Building Place & Freeshaping
The place command is referred to differently by different trainers. The way it is going to be defined in this course, is that it means to have all 4 feet on an object, like a dog bed, or a kuranda bed style board. The positions of Sit, Stand, & Down are not important. Just that the dog is on the object, and is not restrained physically onto the object.
I encourage people to generalize this concept with their dogs, and throughout the next couple Mod’s we will get into that specifically.
Free Shaping Lecture
1 min 19 sec
Free shaping is different from the traditional luring exercises that are seen from handlers. In free shaping, rather than guiding the dog to, or into the behavior, we wait for our dogs to offer the behavior, or in all reality, a successive approximation or baby step towards the behavior and then we mark and reward.
This allows us to capture complex behaviors through these baby steps,but more importantly, it allows our dogs to think for themselves and to deal with problems as they see fit.

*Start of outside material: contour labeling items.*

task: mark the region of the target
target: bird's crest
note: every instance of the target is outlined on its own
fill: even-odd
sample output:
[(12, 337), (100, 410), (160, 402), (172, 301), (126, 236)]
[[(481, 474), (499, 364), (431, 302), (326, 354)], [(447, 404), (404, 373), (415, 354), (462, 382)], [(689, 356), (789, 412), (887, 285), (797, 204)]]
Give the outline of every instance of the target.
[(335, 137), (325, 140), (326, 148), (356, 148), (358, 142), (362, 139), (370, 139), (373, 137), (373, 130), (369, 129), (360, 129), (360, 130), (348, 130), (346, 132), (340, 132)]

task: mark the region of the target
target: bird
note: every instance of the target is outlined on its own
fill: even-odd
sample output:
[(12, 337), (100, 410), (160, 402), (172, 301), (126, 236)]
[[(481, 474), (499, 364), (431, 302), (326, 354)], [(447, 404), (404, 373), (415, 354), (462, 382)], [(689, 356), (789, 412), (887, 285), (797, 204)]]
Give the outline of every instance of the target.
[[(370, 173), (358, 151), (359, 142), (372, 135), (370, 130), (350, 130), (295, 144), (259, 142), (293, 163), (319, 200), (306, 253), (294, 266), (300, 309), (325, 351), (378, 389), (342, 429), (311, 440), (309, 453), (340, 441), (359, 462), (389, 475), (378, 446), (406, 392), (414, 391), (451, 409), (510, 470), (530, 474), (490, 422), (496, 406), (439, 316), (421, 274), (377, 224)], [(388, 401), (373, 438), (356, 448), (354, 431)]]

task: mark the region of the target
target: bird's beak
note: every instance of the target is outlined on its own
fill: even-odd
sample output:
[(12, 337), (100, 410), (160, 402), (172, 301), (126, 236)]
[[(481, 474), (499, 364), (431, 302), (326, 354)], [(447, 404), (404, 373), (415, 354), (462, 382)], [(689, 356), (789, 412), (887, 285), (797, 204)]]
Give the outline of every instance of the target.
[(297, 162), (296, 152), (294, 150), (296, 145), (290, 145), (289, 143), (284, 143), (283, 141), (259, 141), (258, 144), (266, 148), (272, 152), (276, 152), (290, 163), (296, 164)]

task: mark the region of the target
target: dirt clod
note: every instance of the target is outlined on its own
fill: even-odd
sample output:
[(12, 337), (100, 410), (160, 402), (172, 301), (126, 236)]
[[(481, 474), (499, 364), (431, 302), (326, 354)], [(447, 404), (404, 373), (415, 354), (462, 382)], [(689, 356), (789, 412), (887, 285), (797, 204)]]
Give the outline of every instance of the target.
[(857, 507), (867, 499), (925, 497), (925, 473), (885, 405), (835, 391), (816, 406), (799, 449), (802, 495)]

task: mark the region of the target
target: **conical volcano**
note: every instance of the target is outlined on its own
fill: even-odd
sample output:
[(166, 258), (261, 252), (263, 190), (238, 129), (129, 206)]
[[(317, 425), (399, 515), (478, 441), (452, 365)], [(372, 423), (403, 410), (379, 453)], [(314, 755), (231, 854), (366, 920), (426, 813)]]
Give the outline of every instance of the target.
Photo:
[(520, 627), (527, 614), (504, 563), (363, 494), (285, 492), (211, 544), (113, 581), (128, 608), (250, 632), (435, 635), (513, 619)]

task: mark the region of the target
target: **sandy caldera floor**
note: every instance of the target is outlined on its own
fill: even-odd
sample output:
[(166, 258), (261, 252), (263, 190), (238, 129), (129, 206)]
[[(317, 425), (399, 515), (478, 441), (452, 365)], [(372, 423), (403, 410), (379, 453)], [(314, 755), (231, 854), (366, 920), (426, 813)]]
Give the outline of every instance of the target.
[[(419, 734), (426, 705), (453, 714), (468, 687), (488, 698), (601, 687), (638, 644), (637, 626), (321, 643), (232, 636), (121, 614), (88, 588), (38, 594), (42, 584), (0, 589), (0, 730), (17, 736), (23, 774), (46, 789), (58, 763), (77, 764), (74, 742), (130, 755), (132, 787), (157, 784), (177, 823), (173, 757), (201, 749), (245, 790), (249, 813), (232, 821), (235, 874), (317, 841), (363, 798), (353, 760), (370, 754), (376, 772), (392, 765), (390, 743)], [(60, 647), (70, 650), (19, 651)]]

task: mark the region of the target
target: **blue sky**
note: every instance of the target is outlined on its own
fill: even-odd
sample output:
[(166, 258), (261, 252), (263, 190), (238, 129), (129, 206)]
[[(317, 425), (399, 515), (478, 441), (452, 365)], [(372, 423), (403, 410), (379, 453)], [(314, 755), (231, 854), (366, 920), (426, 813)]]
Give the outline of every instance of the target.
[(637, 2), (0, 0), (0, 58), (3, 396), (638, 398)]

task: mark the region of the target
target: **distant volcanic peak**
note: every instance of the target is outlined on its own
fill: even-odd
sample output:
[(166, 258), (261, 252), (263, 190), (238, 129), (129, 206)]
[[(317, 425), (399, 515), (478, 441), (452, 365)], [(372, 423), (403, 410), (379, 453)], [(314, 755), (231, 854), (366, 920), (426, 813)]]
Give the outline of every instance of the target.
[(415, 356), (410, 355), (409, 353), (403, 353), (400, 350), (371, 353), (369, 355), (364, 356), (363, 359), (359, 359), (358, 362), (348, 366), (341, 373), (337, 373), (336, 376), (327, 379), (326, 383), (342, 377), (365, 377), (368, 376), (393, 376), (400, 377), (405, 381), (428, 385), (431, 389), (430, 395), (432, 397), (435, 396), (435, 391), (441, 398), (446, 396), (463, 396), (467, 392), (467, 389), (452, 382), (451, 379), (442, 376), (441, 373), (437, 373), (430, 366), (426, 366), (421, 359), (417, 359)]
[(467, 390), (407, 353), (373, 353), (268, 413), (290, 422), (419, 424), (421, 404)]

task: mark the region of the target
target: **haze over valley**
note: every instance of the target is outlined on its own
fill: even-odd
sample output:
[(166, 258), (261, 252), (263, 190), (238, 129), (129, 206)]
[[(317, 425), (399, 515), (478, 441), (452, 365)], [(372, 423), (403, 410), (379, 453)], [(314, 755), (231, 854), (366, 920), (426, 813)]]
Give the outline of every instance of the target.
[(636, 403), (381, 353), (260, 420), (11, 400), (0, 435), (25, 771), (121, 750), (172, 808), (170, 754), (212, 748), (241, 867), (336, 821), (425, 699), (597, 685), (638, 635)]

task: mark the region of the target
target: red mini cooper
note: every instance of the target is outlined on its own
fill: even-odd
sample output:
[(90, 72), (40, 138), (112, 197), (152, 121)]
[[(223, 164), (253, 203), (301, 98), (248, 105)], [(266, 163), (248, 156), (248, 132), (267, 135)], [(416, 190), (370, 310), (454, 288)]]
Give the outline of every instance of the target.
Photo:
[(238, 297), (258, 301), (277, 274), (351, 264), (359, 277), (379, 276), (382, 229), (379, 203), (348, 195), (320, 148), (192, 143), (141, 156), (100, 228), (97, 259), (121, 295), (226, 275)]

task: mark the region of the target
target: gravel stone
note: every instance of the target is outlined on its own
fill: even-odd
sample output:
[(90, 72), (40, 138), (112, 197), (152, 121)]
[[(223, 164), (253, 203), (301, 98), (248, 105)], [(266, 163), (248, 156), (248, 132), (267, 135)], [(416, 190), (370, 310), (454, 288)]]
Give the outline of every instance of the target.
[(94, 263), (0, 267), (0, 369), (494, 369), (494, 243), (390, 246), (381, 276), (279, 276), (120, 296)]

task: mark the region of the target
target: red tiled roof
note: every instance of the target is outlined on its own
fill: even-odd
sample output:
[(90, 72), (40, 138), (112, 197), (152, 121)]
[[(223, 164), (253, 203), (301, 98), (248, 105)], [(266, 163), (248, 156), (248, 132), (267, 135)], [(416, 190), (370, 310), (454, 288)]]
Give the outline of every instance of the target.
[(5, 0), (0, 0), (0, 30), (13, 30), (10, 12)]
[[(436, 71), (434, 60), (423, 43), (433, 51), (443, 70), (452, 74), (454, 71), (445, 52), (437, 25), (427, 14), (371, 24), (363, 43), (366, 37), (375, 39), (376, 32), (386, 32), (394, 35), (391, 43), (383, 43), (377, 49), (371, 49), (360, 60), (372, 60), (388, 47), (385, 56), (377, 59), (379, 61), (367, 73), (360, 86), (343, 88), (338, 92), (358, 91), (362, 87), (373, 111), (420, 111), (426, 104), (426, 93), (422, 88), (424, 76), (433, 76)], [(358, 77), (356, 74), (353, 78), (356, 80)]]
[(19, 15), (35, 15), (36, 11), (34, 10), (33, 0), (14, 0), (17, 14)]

I LOVE free shaping with my dogs.
Free shaping can be some of the most fun you have with your dog, and it can lead to some EXTRAORDINARY behaviors.
Free shaping helps nervous dogs become more confident, and hyperactive dogs get a positive outlet for their energy.

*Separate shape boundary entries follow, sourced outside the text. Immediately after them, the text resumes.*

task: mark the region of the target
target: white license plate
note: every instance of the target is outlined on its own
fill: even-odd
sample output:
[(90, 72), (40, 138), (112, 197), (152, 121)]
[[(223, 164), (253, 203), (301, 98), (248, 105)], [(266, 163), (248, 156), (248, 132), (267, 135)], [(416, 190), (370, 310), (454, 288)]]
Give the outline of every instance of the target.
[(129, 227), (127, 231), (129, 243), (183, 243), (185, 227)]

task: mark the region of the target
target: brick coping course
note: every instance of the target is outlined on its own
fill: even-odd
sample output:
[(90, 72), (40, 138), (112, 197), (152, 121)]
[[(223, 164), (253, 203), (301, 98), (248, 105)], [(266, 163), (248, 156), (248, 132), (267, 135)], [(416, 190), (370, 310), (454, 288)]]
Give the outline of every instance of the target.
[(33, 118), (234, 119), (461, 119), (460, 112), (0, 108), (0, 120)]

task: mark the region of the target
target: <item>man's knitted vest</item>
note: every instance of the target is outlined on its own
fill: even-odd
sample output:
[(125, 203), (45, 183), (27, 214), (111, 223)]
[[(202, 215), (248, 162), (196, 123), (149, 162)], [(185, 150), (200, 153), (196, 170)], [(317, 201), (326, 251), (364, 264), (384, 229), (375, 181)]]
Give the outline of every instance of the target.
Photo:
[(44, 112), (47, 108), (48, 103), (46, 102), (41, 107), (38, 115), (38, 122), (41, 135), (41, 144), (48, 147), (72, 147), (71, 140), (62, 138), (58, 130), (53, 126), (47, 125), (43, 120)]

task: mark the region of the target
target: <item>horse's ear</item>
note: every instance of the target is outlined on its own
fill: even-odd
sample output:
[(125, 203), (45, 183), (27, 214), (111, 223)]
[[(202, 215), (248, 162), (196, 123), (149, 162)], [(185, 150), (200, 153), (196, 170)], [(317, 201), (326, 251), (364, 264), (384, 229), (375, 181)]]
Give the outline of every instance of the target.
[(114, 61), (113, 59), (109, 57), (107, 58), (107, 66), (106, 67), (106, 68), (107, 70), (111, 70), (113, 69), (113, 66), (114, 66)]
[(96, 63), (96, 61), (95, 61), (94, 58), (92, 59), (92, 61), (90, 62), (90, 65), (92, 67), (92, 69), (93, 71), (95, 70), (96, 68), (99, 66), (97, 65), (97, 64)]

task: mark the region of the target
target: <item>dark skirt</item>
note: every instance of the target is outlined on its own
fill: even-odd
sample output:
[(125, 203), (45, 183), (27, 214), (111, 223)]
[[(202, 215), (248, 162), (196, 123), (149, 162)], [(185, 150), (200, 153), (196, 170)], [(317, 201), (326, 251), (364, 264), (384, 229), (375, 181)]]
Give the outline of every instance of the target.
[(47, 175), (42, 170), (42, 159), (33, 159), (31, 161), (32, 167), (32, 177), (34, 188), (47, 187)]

When starting with free shaping, keep your sessions short and sweet, and don’t let your dog work so long that they lose interest.
Free Shaping Demo with Sonny
3 min 22 sec
Sonny has already done some place command previously, so I wanted to demonstrate with him how this process can look. A dog who has never gotten on top of an object like this, might hesitate a bit more than Sonny did. Which means you’d need to mark and reward for smaller steps in the right direction.

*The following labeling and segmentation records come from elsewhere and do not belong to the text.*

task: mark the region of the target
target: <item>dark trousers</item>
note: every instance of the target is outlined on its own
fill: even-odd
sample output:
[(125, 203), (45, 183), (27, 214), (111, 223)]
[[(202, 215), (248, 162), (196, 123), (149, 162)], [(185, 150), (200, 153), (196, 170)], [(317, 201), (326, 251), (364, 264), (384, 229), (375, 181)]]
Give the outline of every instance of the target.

Free Shaping Demo with Mijo
2 min 36 sec
Mijo is a very young dog in this video, which is great, because you can see the difference in how he performs in this training session compared to how Sonny did in the previous free shaping video. He’s a lot more hesitant, simply because he is a young dog, and he hasn't worked with me a lot.
What does this mean for our training session? It means we’re going to take it slow, and mark & reward him for any little baby step in the right direction at first. Then we can start asking for more as we go into future training sessions.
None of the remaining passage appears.